Are you talking about cases where user writes malloc (0) explicitly, or
where user writes malloc (n); and the optimizers figure out n is 0,
either always, or e.g. because the compiler decided to duplicate the code
and and in one of the branches it proves it is 0, or you want to add a
runtime warning when malloc is called with 0?
E.g.
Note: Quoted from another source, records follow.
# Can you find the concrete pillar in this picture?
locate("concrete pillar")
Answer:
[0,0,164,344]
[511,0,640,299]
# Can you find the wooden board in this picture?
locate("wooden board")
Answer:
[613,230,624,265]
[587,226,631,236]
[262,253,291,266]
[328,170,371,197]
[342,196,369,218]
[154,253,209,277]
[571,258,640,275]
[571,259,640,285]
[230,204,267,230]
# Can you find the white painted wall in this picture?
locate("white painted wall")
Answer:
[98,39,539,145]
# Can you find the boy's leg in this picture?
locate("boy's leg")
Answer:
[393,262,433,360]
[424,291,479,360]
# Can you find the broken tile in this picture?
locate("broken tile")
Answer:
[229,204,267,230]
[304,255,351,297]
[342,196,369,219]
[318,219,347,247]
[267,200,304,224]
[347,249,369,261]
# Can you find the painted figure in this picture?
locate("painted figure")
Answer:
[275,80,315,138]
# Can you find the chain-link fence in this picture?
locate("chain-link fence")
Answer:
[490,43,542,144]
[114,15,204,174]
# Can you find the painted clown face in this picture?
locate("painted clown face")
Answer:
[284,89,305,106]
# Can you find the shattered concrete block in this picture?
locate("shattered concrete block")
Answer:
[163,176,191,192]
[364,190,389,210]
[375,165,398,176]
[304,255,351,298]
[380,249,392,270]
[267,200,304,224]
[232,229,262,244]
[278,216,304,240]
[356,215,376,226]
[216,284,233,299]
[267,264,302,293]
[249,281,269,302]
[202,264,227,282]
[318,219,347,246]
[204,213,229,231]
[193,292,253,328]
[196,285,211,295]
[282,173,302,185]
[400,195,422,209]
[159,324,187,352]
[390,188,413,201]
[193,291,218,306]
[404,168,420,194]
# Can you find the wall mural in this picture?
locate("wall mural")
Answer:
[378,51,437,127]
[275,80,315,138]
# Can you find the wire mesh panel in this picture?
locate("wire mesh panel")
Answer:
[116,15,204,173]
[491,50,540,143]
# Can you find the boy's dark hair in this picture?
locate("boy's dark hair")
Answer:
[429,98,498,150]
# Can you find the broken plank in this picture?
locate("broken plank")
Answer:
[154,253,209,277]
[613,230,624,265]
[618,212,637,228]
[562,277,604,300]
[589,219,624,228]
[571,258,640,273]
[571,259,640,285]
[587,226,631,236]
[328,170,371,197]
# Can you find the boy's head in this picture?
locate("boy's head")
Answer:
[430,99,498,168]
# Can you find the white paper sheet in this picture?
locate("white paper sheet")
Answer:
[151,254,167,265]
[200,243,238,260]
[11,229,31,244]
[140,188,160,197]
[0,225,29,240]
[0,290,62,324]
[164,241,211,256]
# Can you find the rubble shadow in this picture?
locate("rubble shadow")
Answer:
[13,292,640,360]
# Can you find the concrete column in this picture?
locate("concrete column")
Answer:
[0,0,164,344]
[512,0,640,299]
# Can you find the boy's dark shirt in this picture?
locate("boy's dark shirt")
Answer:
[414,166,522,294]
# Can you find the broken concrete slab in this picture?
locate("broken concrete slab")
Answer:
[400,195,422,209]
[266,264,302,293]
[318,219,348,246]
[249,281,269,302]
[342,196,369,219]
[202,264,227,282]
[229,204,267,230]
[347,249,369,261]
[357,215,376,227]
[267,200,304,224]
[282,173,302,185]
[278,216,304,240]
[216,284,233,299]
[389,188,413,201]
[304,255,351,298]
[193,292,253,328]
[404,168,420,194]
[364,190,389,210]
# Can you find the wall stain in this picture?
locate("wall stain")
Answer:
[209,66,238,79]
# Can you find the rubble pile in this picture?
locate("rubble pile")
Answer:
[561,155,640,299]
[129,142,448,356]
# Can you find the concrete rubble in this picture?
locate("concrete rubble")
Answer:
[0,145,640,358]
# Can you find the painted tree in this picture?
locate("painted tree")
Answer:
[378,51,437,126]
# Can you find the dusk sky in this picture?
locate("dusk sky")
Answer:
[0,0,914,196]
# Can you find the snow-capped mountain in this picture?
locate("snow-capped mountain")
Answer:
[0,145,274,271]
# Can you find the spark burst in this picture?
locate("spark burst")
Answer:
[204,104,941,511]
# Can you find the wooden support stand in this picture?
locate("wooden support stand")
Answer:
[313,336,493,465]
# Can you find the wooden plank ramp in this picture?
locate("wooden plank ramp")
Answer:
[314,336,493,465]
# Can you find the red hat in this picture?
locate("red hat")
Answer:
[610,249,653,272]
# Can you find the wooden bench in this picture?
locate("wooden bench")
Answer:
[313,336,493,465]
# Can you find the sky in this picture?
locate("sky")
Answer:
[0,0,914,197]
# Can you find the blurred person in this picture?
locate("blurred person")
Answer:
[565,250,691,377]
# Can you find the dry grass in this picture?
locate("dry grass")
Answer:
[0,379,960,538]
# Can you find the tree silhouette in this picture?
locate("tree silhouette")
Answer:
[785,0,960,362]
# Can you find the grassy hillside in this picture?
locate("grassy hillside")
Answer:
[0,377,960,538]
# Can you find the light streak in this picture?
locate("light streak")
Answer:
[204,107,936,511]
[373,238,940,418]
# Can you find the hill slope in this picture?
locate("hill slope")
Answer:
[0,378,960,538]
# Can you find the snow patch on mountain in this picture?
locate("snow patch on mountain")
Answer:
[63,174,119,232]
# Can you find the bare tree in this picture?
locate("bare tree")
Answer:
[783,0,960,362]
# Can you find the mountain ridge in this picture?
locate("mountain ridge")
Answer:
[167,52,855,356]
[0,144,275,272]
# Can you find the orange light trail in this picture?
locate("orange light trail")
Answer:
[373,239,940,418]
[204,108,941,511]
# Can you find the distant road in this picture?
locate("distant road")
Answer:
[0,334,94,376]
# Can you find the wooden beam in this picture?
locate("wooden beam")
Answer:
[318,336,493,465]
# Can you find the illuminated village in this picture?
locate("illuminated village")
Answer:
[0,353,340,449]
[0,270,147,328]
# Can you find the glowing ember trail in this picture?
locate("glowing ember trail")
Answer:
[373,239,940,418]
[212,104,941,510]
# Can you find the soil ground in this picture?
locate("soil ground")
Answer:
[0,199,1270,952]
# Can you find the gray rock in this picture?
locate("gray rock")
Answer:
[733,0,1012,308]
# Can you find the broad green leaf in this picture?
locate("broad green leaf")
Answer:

I don't see how writing malloc (0) in the code should have anything
to do with any overflows.  The cases where jump threading creates cases
where we call functions with constant arguments and we then warn on them
is also problematic, often such code is even dead except the compiler is not
able to prove it.

> >It IMHO doesn't belong to either of these.
> 
> You've made that quite clear.  I struggle to reconcile your
> position in this case with the one in debate about the
> -Wimplicit-fallthrough option where you insisted on the exact
> opposite despite the overwhelming number of false positives
> caused by it.  Why is it appropriate for that option to be in
> -Wextra and not this one?

It also matters what one can do to tell the compiler the code is fine.
For e.g. -Wimplicit-fallthrough and many other warnings one can add
a comment, or attribute, etc. to get the warning out of the way.
But the patch you've posted for the alloca (0) stuff contained
changes of n to n + !n, so the warning basically asks people to slow
down their code for no reason, just to get the warning out of the way.